The process of estate settlement is designed to accomplish 3 things:
• determine what assets were owned by the deceased and place a value on the assets,
• transfer the assets to the correct people or institutions, and
• pay any taxes that may be due.
What’s at Stake? – Dissent after Death
These tasks are the responsibilities of the estate Executor or Administrator who is often a family member in the ‘hot seat.’ Often, they must be accomplished during a period of high emotions when family members are struggling with grief and loss. Sibling and other fierce rivalries can and do arise.
Here are typical situations that Jewelry Consultant Ben Gordon encounters frequently:
• Two high value rings and one diamond necklace, but four grandchildren. How should they be divided?
• Three siblings – each one wants to inherit Mom’s engagement ring, but she didn’t leave instructions.
• Dad had a collection of tie pins in every color gemstone, but none of the sons wear ties.
• Grandmother had several large pearl necklaces. Impressive, but worth keeping?
Each situation can benefit from a neutral intermediary. Mr. Gordon doesn’t arbitrate family feuds, but he DOES offer independent and objective valuations that can end disputes and bring peace of mind in a time of turmoil.
Family Feuds Averted
In the first instance with two rings and a necklace – he can calculate the fair market value to arrive at a dollar total that can be divided equally in four ways. Especially if the grandchildren do not intend to wear grandmother’s jewelry.
In the case of one engagement ring but three siblings; surely Mother didn’t intend to create a family division. Once the value of the ring is determined, an equitable split can be divided. If one sibling gets the ring, then the other siblings can receive different items from the remainder of the estate of equal value.

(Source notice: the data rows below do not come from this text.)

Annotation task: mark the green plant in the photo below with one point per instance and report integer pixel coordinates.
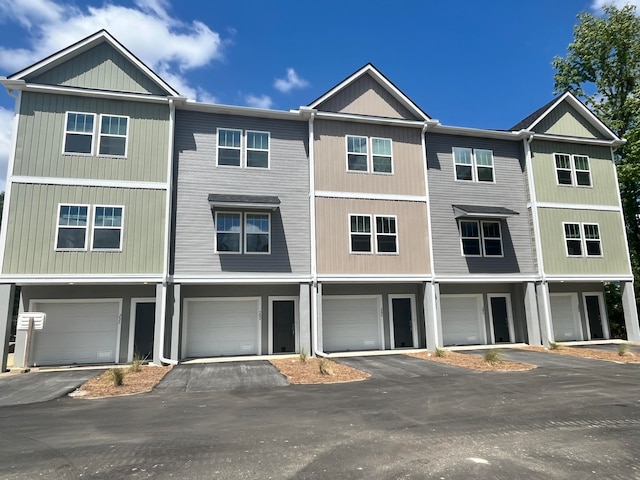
(326, 366)
(493, 355)
(440, 352)
(115, 376)
(623, 349)
(304, 356)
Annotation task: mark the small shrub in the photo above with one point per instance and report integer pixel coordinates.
(623, 349)
(326, 366)
(492, 355)
(440, 352)
(304, 356)
(115, 376)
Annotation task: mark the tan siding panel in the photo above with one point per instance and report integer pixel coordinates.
(41, 132)
(332, 216)
(556, 261)
(365, 96)
(565, 120)
(32, 231)
(331, 160)
(603, 191)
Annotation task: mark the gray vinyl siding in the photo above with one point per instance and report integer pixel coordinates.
(42, 129)
(31, 231)
(100, 68)
(365, 96)
(197, 177)
(508, 191)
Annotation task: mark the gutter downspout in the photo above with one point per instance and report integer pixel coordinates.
(314, 260)
(167, 233)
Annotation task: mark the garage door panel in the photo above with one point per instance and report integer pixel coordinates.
(461, 321)
(218, 327)
(351, 324)
(76, 333)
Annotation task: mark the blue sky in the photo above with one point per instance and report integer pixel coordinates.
(467, 62)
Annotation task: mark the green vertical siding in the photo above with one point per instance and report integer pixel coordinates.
(41, 135)
(603, 190)
(556, 261)
(565, 120)
(31, 232)
(101, 68)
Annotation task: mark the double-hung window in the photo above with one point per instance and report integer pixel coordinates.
(245, 149)
(582, 239)
(365, 154)
(78, 134)
(481, 238)
(473, 165)
(572, 170)
(243, 233)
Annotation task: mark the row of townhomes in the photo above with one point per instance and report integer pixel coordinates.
(144, 223)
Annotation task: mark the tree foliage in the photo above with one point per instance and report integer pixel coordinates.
(602, 68)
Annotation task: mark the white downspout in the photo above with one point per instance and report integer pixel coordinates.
(167, 233)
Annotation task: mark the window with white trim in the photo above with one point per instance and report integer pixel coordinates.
(360, 234)
(369, 154)
(113, 135)
(107, 228)
(71, 228)
(78, 134)
(481, 238)
(572, 170)
(243, 233)
(473, 165)
(582, 239)
(386, 234)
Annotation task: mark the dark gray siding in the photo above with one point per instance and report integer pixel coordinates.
(508, 191)
(197, 177)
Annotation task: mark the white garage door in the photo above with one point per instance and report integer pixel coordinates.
(76, 333)
(351, 323)
(222, 326)
(564, 316)
(462, 320)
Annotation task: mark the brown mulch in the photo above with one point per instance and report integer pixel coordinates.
(307, 372)
(474, 362)
(595, 353)
(134, 382)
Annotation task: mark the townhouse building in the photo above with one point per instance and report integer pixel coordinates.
(144, 223)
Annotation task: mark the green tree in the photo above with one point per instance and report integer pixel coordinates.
(602, 68)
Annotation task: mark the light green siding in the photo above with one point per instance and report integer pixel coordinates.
(603, 190)
(565, 120)
(556, 261)
(41, 134)
(31, 232)
(101, 68)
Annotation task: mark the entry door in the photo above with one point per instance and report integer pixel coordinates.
(593, 305)
(501, 321)
(284, 326)
(402, 318)
(145, 328)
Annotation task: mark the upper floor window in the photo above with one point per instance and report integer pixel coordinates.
(582, 239)
(243, 149)
(366, 154)
(473, 165)
(572, 170)
(78, 135)
(235, 236)
(113, 135)
(481, 238)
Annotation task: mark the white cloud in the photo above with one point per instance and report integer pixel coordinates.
(292, 81)
(254, 101)
(6, 124)
(168, 45)
(598, 4)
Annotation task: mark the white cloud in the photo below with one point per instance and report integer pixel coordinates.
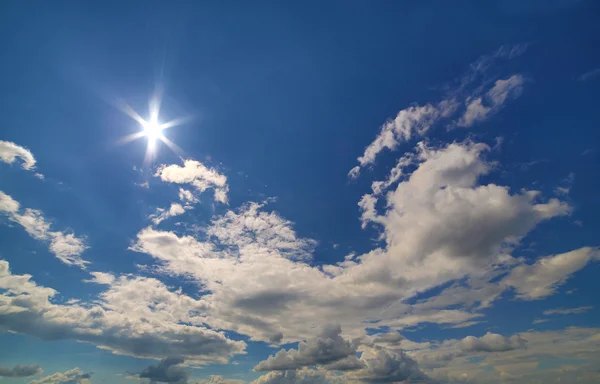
(450, 361)
(567, 311)
(439, 225)
(196, 174)
(302, 376)
(73, 376)
(20, 370)
(541, 279)
(167, 370)
(218, 379)
(386, 366)
(101, 278)
(415, 121)
(160, 215)
(329, 347)
(10, 151)
(135, 316)
(65, 246)
(492, 342)
(187, 196)
(480, 108)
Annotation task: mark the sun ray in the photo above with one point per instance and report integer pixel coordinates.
(152, 129)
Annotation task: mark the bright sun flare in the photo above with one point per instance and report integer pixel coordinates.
(151, 128)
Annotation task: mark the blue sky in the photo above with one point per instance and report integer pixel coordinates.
(347, 192)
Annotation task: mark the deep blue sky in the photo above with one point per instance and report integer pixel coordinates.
(284, 97)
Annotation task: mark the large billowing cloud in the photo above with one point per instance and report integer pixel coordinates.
(546, 356)
(135, 316)
(196, 174)
(415, 121)
(73, 376)
(541, 279)
(10, 152)
(20, 370)
(492, 342)
(64, 245)
(327, 348)
(440, 225)
(168, 370)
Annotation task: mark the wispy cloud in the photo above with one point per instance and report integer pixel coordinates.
(64, 245)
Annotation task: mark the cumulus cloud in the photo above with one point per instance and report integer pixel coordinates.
(416, 121)
(541, 279)
(567, 311)
(302, 376)
(385, 366)
(161, 214)
(329, 347)
(187, 197)
(449, 361)
(218, 379)
(480, 108)
(135, 316)
(493, 342)
(168, 370)
(10, 152)
(196, 174)
(440, 224)
(65, 246)
(73, 376)
(20, 370)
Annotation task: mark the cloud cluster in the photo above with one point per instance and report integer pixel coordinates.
(20, 370)
(492, 342)
(161, 214)
(546, 357)
(415, 121)
(73, 376)
(167, 370)
(135, 316)
(440, 225)
(327, 348)
(196, 174)
(9, 152)
(64, 245)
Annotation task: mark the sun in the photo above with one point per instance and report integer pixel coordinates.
(151, 128)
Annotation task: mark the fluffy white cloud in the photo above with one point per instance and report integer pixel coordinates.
(302, 376)
(198, 175)
(73, 376)
(480, 108)
(161, 214)
(439, 225)
(545, 358)
(218, 379)
(167, 370)
(567, 311)
(187, 197)
(9, 152)
(65, 246)
(135, 316)
(492, 342)
(415, 121)
(329, 347)
(386, 366)
(20, 370)
(541, 279)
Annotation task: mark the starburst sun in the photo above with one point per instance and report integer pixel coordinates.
(152, 129)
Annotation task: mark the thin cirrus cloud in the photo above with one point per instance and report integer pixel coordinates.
(416, 121)
(21, 370)
(444, 230)
(66, 246)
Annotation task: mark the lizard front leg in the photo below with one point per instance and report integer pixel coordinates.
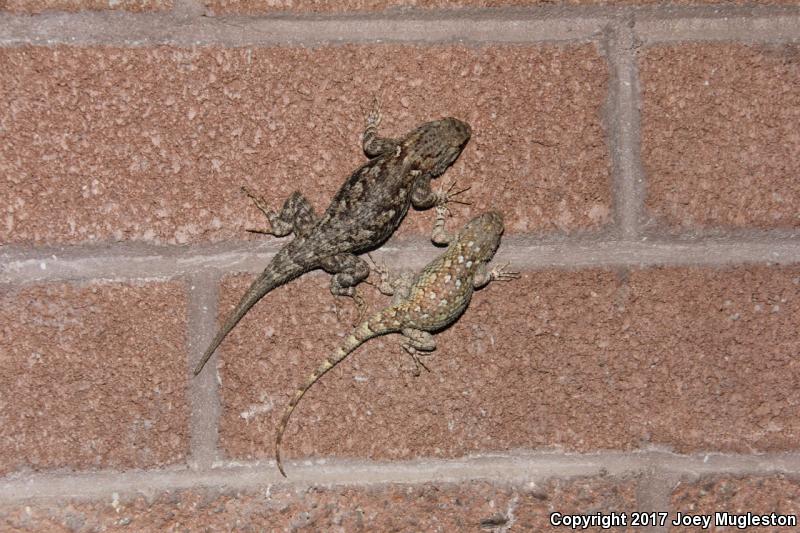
(483, 275)
(417, 341)
(296, 216)
(372, 144)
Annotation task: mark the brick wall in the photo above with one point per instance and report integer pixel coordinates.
(646, 158)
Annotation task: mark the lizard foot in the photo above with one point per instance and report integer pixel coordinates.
(415, 357)
(447, 196)
(385, 286)
(499, 273)
(262, 206)
(374, 116)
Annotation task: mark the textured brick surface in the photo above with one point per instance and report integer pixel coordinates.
(738, 496)
(720, 137)
(92, 376)
(153, 144)
(38, 6)
(270, 6)
(685, 358)
(464, 507)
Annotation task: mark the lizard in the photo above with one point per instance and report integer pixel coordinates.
(363, 214)
(426, 304)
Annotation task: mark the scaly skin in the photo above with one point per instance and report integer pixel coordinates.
(364, 213)
(435, 299)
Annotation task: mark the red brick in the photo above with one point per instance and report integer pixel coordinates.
(92, 376)
(476, 506)
(152, 144)
(38, 6)
(686, 358)
(738, 496)
(720, 138)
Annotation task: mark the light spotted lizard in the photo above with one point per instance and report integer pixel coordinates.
(363, 214)
(434, 299)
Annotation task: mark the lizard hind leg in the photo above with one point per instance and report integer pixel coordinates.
(348, 271)
(416, 341)
(296, 216)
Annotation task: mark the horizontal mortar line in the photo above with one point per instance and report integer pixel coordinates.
(104, 28)
(714, 23)
(124, 263)
(533, 24)
(519, 467)
(773, 29)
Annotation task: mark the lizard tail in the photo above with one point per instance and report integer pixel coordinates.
(368, 329)
(280, 271)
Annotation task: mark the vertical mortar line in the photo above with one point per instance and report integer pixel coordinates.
(202, 389)
(653, 495)
(622, 114)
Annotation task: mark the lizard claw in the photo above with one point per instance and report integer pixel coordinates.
(499, 273)
(262, 206)
(417, 361)
(444, 197)
(385, 286)
(374, 116)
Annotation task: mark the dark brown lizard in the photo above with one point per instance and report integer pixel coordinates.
(364, 213)
(434, 299)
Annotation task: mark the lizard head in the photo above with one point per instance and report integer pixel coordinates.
(480, 237)
(438, 144)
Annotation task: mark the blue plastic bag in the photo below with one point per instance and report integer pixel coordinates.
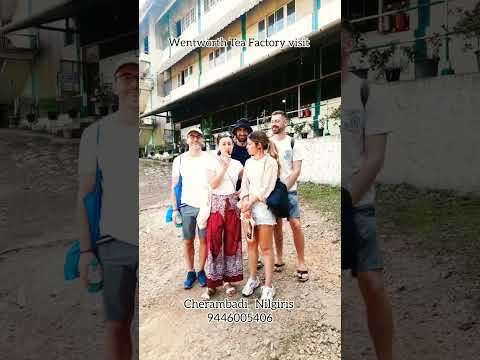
(93, 206)
(169, 215)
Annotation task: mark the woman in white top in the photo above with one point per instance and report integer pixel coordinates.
(259, 178)
(224, 241)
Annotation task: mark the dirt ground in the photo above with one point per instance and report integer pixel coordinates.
(431, 247)
(431, 250)
(169, 331)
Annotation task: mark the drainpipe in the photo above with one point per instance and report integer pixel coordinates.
(316, 7)
(199, 17)
(199, 51)
(83, 96)
(423, 23)
(447, 70)
(244, 38)
(34, 41)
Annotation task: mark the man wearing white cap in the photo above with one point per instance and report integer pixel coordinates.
(192, 166)
(113, 142)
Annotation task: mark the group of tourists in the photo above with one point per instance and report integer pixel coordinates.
(224, 200)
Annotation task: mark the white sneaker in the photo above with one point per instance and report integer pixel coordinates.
(250, 286)
(267, 293)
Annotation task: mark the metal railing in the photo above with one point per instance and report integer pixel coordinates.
(19, 41)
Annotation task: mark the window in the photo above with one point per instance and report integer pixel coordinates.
(271, 25)
(219, 56)
(209, 4)
(276, 21)
(145, 45)
(279, 19)
(291, 13)
(68, 38)
(360, 9)
(185, 75)
(211, 60)
(185, 22)
(229, 52)
(178, 28)
(261, 30)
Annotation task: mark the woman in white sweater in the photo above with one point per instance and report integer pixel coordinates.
(258, 181)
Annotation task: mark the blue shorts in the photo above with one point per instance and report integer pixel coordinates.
(294, 212)
(369, 256)
(189, 221)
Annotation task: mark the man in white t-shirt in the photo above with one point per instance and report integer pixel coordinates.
(117, 249)
(192, 166)
(364, 135)
(290, 156)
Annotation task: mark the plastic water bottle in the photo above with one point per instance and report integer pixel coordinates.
(178, 220)
(95, 278)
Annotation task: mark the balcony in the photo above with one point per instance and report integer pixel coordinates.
(18, 47)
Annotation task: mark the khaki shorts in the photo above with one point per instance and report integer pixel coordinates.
(119, 266)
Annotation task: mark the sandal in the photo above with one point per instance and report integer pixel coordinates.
(259, 264)
(229, 289)
(302, 275)
(207, 295)
(278, 267)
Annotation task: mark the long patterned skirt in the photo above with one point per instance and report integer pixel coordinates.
(224, 242)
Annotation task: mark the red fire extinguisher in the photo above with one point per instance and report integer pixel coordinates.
(401, 22)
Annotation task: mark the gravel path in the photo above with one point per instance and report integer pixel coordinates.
(167, 331)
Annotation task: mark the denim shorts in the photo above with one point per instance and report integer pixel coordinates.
(294, 212)
(369, 256)
(119, 267)
(262, 215)
(189, 221)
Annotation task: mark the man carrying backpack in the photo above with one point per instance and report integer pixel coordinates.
(291, 156)
(192, 167)
(114, 138)
(364, 135)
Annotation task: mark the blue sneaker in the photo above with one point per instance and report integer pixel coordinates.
(202, 278)
(190, 280)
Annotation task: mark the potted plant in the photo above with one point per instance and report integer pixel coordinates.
(336, 115)
(73, 113)
(381, 61)
(305, 131)
(361, 68)
(31, 117)
(468, 26)
(425, 66)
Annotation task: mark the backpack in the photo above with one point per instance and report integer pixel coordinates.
(364, 94)
(277, 201)
(178, 187)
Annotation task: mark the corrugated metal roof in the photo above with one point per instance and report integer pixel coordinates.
(224, 21)
(54, 13)
(334, 26)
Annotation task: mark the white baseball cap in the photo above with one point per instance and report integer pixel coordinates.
(195, 129)
(127, 60)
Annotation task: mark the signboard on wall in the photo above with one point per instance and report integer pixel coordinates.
(92, 54)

As for Dad’s tie pins – with a known value, the sons can decide together who receives which tie pin and may elect to redesign the stones into something they or their spouses might wear and enjoy.
And the pearls – perhaps their value will go to a future tuition payment for a grandchild; or, if they turn out to be frankly fake costume jewelry, they can be donated to a charity thrift shop or enjoyed in dress- up play for some little princess!
As a graduate gemologist and jewelry consultant, Mr. Gordon can bring each estate situation to a harmonious resolution. All it takes is a consultation. He works by appointment and will consult with multiple family members so that everyone hears the same details. He can also provide itemized inventories and written reports, depending on the amount of detail required by the estate administrator.
Settling an estate requires a team effort to coordinate between attorneys, accountants, medical professionals and family members. A jewelry consultant should be one of the professional team members as well – especially if an estate is to be probated.
Consider valuing jewelry before an unexpected death takes place. Updating previously valued items is faster and easier than researching from scratch and may be less costly.
Peace of mind from a trusted jewelry professional – What’s that worth to your heirs?